Goal: identify octal / decimal / hexadecimal numbers
input.txt
0
123
1~9999
001~077
0xFF, 0x01, 0xabc123
Number.g4
grammar Number;
content
: (number|ANY_CHAR)* EOF
;
number
: DECIMAL_NUMBER
| OCTAL_NUMBER
| HEXADECIMAL_NUMBER
;
DECIMAL_NUMBER
: [1-9][0-9]*
| '0'
;
OCTAL_NUMBER
: '0' '0'..'9'+
;
HEXADECIMAL_NUMBER
: '0x'[0-9A-Fa-f]+
;
ANY_CHAR
: .
;
Main.py
import sys
from antlr4 import *
from NumberLexer import NumberLexer
from NumberParser import NumberParser
from NumberListener import NumberListener
class Listener(NumberListener):
# Exit a parse tree produced by NumberParser#Number.
def exitNumber(self, ctx:NumberParser.NumberContext):
print('%8s, dec: %-8s, oct: %-8s, hex: %-8s' % (ctx.getText(),
ctx.DECIMAL_NUMBER(), ctx.OCTAL_NUMBER(), ctx.HEXADECIMAL_NUMBER()))
# end-of-def
# end-of-class
def main():
input = FileStream(sys.argv[1])
lexer = NumberLexer(input)
stream = CommonTokenStream(lexer)
parser = NumberParser(stream)
tree = parser.content()
print(tree.toStringTree(recog=parser))
listener = Listener()
walker = ParseTreeWalker()
walker.walk(listener, tree)
# end-of-def
main()
Result:
# Input data (for reference)
# 0
# 123
# 1~9999
# 001~077
# 0xFF, 0x01, 0xabc123
$ python3 Main.py input.txt
(content (number 0) \n (number 123) \n (number 1) ~ (number 9999) \n (number 001) ~ (number 077) \n (number 0xFF) , (number 0x01) , (number 0xabc123) \n <EOF>)
0, dec: 0 , oct: None , hex: None
123, dec: 123 , oct: None , hex: None
1, dec: 1 , oct: None , hex: None
9999, dec: 9999 , oct: None , hex: None
001, dec: None , oct: 001 , hex: None
077, dec: None , oct: 077 , hex: None
0xFF, dec: None , oct: None , hex: 0xFF
0x01, dec: None , oct: None , hex: 0x01
0xabc123, dec: None , oct: None , hex: 0xabc123
If you add the modifier 'fragment' to DECIMAL_NUMBER, OCTAL_NUMBER, HEXADECIMAL_NUMBER, you won't be able to capture the number entities (since they are not tokens anymore).
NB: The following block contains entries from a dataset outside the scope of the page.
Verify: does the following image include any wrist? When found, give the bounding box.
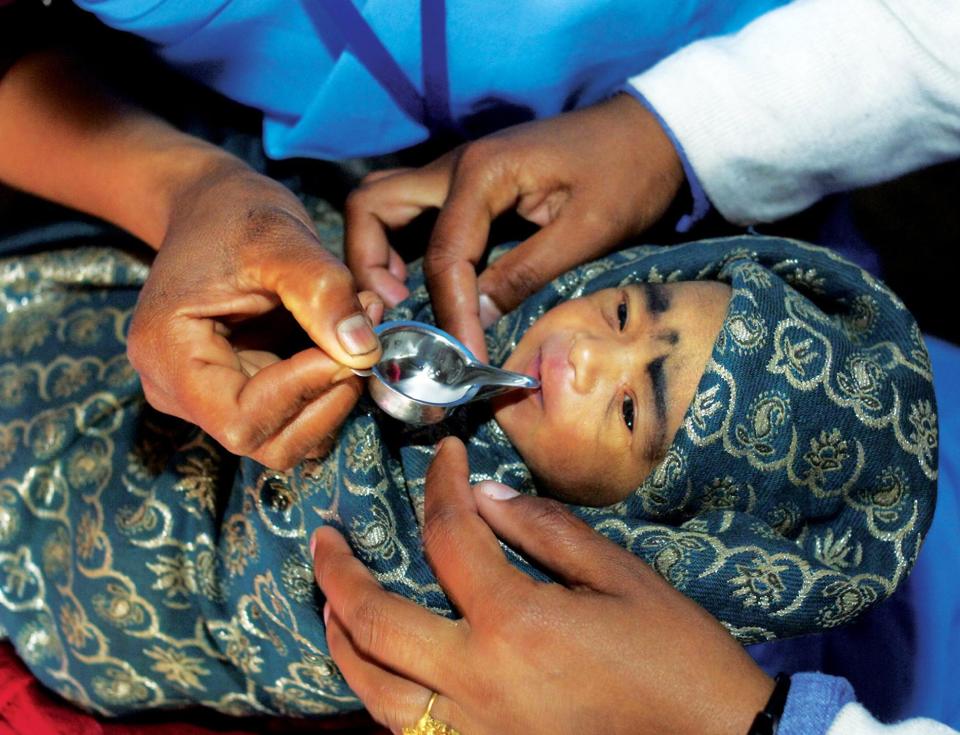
[146,138,251,250]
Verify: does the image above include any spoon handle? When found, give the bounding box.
[457,364,540,395]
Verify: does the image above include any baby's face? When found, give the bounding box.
[495,281,730,505]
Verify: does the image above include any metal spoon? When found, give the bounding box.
[354,321,540,424]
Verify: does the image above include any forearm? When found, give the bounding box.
[631,0,960,224]
[0,52,243,248]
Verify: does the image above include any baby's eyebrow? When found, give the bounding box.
[646,355,667,461]
[643,283,670,316]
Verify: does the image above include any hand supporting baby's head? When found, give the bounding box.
[384,237,937,642]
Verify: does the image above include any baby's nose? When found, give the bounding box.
[570,336,614,393]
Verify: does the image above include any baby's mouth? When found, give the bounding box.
[526,347,544,408]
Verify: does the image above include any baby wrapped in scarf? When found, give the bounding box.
[0,237,937,715]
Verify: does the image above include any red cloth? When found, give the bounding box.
[0,644,387,735]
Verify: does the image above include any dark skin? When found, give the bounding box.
[346,94,684,358]
[0,52,383,468]
[314,438,773,735]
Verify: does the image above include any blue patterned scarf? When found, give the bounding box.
[0,237,937,715]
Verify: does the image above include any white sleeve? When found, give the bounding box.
[826,702,957,735]
[630,0,960,224]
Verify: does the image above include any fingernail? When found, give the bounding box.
[479,293,503,329]
[480,480,520,500]
[337,314,379,356]
[364,300,383,324]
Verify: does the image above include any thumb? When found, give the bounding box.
[477,203,622,326]
[473,481,656,594]
[258,238,382,368]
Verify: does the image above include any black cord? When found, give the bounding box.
[747,672,790,735]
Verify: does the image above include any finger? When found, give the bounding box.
[423,438,535,620]
[478,203,624,313]
[167,319,359,456]
[313,526,465,685]
[258,240,380,368]
[327,615,465,733]
[423,144,519,361]
[360,166,413,184]
[357,291,383,326]
[473,482,659,594]
[344,165,448,306]
[250,376,363,470]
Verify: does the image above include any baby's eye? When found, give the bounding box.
[617,295,630,332]
[620,396,633,431]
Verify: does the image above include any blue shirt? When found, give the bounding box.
[76,0,785,159]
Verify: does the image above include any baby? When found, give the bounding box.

And the result will be:
$ python3 Main.py input.txt
(content 0 \n 1 2 3 \n 1 ~ 9 9 9 9 \n 0 0 1 ~ 0 7 7 \n 0 x F F , 0 x 0 1 , 0 x a b c 1 2 3 \n <EOF>)
This blog post has a very clear example where fragment makes a significant difference:
grammar number;
number: INT;
DIGIT : '0'..'9';
INT : DIGIT+;
The grammar will recognize '42' but not '7'. You can fix it by making digit a fragment (or moving DIGIT after INT).